Малое собрание сочинений (сборник) - стр. 55
Конь повернул к ней острую, как клюв, морду и потянулся к ее рукам губами.
– Ничё нету, – испугалась мать. – У меня ничё нету, Игреня, ничё не взяла. От дура дак дура. А он все понимает, хошь и конь. Ишо бы Игреня да не понимал. – Она гладила его по морде, теребила свалявшуюся челку. – Он, подимте, не такое в толк брал, чё и другой человек не возьмет. В позапрошлом годе, когда Игреньке бревном сломали ногу и его хотели отдать на мясо, кто на трех ногах ускакал в тайгу? Он, Игренька. И покуль кость на свое место не взялась, не выходил, отлеживался. Потом ишо сколь хромал. А я тебя никому не давала, на тебе, на хромоногом, воду на молоканку возила и, чтобы не бередить ногу, наливала не цельную бочку.
Конь вскинул голову и тонко, виновато заржал. Мать потрепала его по шее, и он, откликаясь на ласку, заржал во второй раз и завозил под собой ногами.
– Погоди, Игреня, – заторопилась мать и стала освобождать его от постромок. – Погоди, сичас. Сичас мы с тобой будем подыматься. И то – хватит лежать, належался. – Игренька водил за ней головой и дрожал от нетерпения и страха за свою слабость. Когда мать взяла его под уздцы, он с силой выкинул вперед передние ноги, но далеко, неудобно, так что пришлось подтягивать их ближе, напружился, натянулся, вздымая задние, и не смог, осел обратно. Отвернувшись от матери, он снова заржал, и в его голосе было отчаяние: не могу, сами видите, не могу. Мать стала успокаивать его: – Погоди, Игреня, погоди, отдохни. Не сразу. Ишь ты, сразу захотел. Сял и то хорошо, и то давай сюды. Сичас отдохнешь и подымешься. Ничё, ничё. Ох ты, Игреня, ты Игреня.

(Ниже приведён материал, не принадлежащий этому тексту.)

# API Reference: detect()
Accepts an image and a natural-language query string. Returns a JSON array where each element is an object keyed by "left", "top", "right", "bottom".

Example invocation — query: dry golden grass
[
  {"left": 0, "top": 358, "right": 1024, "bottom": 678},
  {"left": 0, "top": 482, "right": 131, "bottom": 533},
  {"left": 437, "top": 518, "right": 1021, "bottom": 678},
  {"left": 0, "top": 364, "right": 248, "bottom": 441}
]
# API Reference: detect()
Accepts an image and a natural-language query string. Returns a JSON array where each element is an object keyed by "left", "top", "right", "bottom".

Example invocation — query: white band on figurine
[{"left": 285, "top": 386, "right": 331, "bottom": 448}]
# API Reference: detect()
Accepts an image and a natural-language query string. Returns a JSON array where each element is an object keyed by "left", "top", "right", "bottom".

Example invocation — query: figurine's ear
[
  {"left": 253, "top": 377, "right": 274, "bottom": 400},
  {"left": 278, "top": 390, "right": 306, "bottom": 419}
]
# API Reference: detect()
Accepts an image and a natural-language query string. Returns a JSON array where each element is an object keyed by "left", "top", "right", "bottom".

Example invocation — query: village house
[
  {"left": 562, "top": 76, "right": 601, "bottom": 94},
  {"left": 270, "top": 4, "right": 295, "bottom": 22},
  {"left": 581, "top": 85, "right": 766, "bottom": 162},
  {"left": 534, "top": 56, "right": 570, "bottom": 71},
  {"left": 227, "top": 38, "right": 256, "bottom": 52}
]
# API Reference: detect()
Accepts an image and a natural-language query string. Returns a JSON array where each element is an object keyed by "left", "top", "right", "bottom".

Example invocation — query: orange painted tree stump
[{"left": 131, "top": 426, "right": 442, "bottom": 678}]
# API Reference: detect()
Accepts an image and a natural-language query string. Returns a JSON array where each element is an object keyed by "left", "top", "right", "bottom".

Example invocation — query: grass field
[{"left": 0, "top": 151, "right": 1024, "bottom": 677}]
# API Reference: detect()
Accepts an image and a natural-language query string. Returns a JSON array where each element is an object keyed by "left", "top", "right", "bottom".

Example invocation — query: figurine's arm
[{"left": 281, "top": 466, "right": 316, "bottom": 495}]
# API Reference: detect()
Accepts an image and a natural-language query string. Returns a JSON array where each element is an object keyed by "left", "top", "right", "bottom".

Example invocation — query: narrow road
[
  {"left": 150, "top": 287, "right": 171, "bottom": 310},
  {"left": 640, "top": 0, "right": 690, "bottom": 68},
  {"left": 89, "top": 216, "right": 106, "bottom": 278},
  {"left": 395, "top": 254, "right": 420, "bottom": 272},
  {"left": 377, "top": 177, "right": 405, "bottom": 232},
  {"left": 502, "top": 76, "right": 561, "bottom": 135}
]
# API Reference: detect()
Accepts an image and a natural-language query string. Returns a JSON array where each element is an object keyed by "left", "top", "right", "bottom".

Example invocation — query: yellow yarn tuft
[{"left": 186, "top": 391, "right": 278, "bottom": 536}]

Она обвела глазами Люсину работу и упрекнула:
– Повдоль надо было ездить, а не поперек. Тут на бугор и здоровый конь не вытянет. А ему где же…
– Ага, такой гон.
– Ну и чё? Ехала бы и ехала помаленьку, никто тебя не гнал. Земля-то одна – хошь вдоль, хошь поперек. Сколь ее тут есть, столь и есть. Не прибудет.
Она подала Люсе повод, а сама зашла сбоку и, хлопнув коня по спине, подхватила его снизу. Игренька переставил передние ноги, как бы уходя с уронившего его места, и вытянул задние, в последнем отчаянном усилии выпрямил их и встал в полный рост. Он покачивался на своих четырех ногах, а мать поддерживала его, обняв рукой за спину, и радостно приговаривала:
– Ну и от, ну и от. Я ить тебе говорела. А то пропадать собрался – ну не грех ли? Скажи кому, дак и обсмеют тебя, подумают, дизентир. А какой ты дизентир, Игреня? Господи, какой ты дизентир? Хлопни на тебе комара, ты и повалишься. От и весь с тебя дизентир. Тебя ли сичас на работу назначать? Пойдем, дизентир, пойдем.